Albert explained that Beta brothers do not condone sexual assault and lamented the fact that an assault occurred at the Beta house.

“Events such as this compromise the sense of safety and security that we as members of a campus community deserve, and we have zero tolerance for such actions,” Albert wrote. “Unfortunately, sexual assault at Wesleyan remains a problem, and we share the belief that sexual assault, like any kind of assault, is problematic and utterly unacceptable. That our house became the location of this unfortunate and intolerable crime is a powerful reminder to the entire Wesleyan community that we collectively need to do a better job at raising awareness and prevention of these types of events.”

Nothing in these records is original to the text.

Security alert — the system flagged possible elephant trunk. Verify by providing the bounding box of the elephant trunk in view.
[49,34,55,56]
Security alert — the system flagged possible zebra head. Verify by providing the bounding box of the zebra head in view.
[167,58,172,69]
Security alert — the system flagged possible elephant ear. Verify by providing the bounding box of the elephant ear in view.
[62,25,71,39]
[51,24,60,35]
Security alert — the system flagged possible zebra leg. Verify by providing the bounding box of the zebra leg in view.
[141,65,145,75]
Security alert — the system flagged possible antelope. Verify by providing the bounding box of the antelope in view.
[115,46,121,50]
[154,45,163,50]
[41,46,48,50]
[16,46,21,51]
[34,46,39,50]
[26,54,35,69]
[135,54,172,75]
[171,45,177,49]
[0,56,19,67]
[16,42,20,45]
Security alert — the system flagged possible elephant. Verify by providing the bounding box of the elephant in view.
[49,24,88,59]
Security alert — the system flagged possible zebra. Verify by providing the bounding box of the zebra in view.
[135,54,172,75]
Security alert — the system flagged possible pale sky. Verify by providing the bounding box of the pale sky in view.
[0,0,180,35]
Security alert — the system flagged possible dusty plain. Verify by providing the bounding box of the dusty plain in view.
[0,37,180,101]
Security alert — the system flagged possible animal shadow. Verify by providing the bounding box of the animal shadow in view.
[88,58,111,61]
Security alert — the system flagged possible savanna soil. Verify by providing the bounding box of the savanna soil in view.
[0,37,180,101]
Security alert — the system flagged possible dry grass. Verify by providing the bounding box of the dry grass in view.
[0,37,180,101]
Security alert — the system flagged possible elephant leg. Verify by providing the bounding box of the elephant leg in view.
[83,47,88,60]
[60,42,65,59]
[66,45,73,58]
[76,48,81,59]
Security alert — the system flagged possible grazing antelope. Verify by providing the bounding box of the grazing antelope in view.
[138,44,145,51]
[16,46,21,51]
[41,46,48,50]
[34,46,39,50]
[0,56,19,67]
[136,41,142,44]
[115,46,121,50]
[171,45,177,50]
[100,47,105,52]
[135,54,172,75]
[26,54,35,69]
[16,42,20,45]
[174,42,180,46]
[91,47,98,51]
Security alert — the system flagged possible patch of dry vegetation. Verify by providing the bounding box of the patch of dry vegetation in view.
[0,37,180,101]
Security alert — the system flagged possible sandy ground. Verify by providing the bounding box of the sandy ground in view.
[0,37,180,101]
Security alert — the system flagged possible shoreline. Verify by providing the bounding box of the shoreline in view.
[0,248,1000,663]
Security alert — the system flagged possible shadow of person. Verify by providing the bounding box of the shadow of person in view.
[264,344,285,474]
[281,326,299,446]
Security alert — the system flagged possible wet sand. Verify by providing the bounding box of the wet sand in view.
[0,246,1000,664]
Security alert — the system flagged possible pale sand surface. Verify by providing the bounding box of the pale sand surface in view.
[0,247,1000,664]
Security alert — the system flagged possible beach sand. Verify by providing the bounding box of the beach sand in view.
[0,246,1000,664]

Many students reached out to their peers after receiving word of the incident. On Sunday afternoon, students who were upset about the attack were encouraged to gather at Womanist House for tea, snacks, and support. At 9 p.m. on Sunday, students gathered at an open discussion on ways of preventing sexual assault at the University, held at the University Organizing Center (UOC). Sexual Assault Response Team (SART) intern Rachel Verner ’15 organized the discussion.

“In the meeting we focused on ways to eliminate rape culture at Wesleyan; specifically, we talked about strategies that would allow us to attack the problem at its core,” Verner wrote in an email to The Argus.

Students at the meeting were encouraged to brainstorm strategies for reducing the number of incidents of sexual assault at the University.

“Sexual violence prevention is a movement—continual support and involvement is essential; we can’t just acknowledge singular events and expect to see any change,” Verner wrote. “We must work on the issue in sustainable and on-going ways.”

Alpha Epsilon Pi (AEPi) Rush Chair Matthew Leibowitz ’14 represented the fraternity at the meeting. According to Leibowitz, there were approximately 10 students present at the event.

“It was a very small meeting, but everyone there was really involved and really wanted to make positive change,” Leibowitz said.

He noted that students were eager to find solutions to questions raised by attacks like the one that occurred at the Beta house on Sunday.

“I was really happy with the atmosphere [at the UOC meeting], because it was very much an idea of, ‘How do we address this problem as a whole rather than focusing on one specific event that happened?’” Leibowitz said. “It was very positive; it was, ‘How can we move forward?,’ ‘How can we create a positive campus environment?’”

Leibowitz noted that AEPi is actively involved in preventing sexual assault among its members, and hopes to expand its efforts to the wider campus.

“We are in the process of requiring pledges to go through a consent workshop,” Leibowitz said. “I hope to in the future work specifically with the already-established organizations on campus to develop one. One of the great things that was suggested in the meeting was encouraging student groups on campus, not specifically fraternities, to have this type of training so when they host events that they have this in mind.”

Leibowitz is confident in the potential of Greek organizations to improve the campus climate.

“I definitely believe that Greek life has the ability to be a positive force on campus and that if we all work together on these workshops and other things it’s definitely something that can be moved forward upon,” he said.

Albert noted that in response to the assault, Beta members intend to expand their role in sexual assault prevention.

“Beta Theta Pi plans to strengthen our partnership with Wesleyan’s Sexual Assault Response Team (SART) and Counseling and Psychological Services (CAPS) and we will continue to plan programs for our members such as last semester’s WESpeak-WEStand Bystander Intervention program, which aimed to create a campus that is actively engaged in the prevention of sexual assault,” Albert wrote. “We all need to do our part in creating the safer community we deserve. Our thoughts, prayers, and solidarity are with the survivor.”